Ian Callum’s DB7 design gave Aston Martin a volume-seller in 1994, and by the time the model spent almost a decade on the market, the company decided to shake things up by launching a 99-unit series of Zagato specials. These steel-bodied 2003–04 V12s remained the last Aston Martin Zagato coupés until 2011’s run of V12 Zagatos. However, when it came to American customers, Aston Martin ran into a problem with its Zagato specials.
The DB7 Zagatos may have reminded British, fellow European, and Southeast Asian collectors of the DB4 GT Zagatos of 1961—yet due to homologation problems triggered by their tuned 440-hp engines, Aston Martin could never offer these manual coupés in North America. That’s why the DB AR1 series came to be.
Similarly limited to 99 units but based on the standard DB7 Volante chassis, the DB “American Roadster 1” got the stock 420-hp, 6.0-liter V-12 connected to the Touchtronic automated manual transmission; essentially, it was a U.S.-only Zagato with no roof apart from a tonneau cover.
Currently for sale in the UK, this particular Islay Blue metallic car is the 31st of the 99 made and was originally delivered to a Mr. Dane Miller of Florida. DB AR1 s/n 31 was shipped back closer to where it was made in 2016, but the joke is on them if you buy it and drive it straight onto a boat to America. Yet whether it was in sunny Florida or rainy England, this AR1 spent most of its last 17 years stationary under a roof, since it’s now being offered with just 1392 original miles.

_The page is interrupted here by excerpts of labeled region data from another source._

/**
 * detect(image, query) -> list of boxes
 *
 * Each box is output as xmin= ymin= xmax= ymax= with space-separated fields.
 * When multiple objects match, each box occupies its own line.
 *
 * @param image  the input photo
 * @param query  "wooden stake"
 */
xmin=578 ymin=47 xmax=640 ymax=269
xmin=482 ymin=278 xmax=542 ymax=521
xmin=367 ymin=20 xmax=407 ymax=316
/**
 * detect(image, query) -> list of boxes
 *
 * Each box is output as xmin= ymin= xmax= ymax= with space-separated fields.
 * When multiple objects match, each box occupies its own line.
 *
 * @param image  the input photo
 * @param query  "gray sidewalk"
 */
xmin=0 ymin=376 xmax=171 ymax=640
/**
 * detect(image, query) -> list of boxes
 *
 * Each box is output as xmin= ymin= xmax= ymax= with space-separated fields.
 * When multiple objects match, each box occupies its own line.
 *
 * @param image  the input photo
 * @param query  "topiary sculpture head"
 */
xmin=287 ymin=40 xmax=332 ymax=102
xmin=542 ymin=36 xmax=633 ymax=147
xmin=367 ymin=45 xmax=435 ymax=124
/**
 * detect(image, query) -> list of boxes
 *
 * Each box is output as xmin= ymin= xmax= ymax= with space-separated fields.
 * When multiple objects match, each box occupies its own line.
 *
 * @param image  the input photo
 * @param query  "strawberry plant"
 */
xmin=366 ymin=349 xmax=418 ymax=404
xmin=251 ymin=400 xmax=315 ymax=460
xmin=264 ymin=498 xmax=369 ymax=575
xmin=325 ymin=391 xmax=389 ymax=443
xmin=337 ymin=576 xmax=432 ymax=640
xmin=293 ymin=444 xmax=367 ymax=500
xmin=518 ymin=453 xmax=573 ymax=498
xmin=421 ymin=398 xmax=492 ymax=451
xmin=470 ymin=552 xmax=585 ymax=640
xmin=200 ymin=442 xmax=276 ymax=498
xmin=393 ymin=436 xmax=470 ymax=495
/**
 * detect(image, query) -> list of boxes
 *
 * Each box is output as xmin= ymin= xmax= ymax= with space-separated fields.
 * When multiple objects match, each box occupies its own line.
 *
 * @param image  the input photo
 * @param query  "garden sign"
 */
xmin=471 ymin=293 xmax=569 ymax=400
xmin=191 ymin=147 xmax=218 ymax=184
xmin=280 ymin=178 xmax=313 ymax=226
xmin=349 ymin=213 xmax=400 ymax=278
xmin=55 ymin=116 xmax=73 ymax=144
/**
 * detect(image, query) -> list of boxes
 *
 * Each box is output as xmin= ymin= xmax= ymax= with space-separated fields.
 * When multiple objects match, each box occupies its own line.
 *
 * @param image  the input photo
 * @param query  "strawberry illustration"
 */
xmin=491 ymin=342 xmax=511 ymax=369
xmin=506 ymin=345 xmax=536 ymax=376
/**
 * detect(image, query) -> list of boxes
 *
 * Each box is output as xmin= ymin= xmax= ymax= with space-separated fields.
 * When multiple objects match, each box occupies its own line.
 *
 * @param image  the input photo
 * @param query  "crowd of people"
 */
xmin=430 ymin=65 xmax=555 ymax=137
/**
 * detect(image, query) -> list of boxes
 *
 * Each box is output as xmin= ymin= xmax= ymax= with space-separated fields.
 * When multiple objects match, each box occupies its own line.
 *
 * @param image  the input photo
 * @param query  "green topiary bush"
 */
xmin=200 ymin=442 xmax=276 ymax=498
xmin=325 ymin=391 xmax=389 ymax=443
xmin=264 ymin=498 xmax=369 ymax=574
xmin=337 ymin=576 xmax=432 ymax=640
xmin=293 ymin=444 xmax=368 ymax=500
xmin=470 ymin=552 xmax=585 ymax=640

A rare opportunity to grab a limited edition in a great color combination, this AR1 is also an alternative to Aston Martin’s recently licensed and much more expensive Zagato derivatives. Vendor Historics Auctioneers’ starting bid stands at a little over $300,000. That’s a whole lot for an Aston Martin DB7, but perhaps it’s more reasonable for a roofless Zagato your friends at the club can’t claim to have.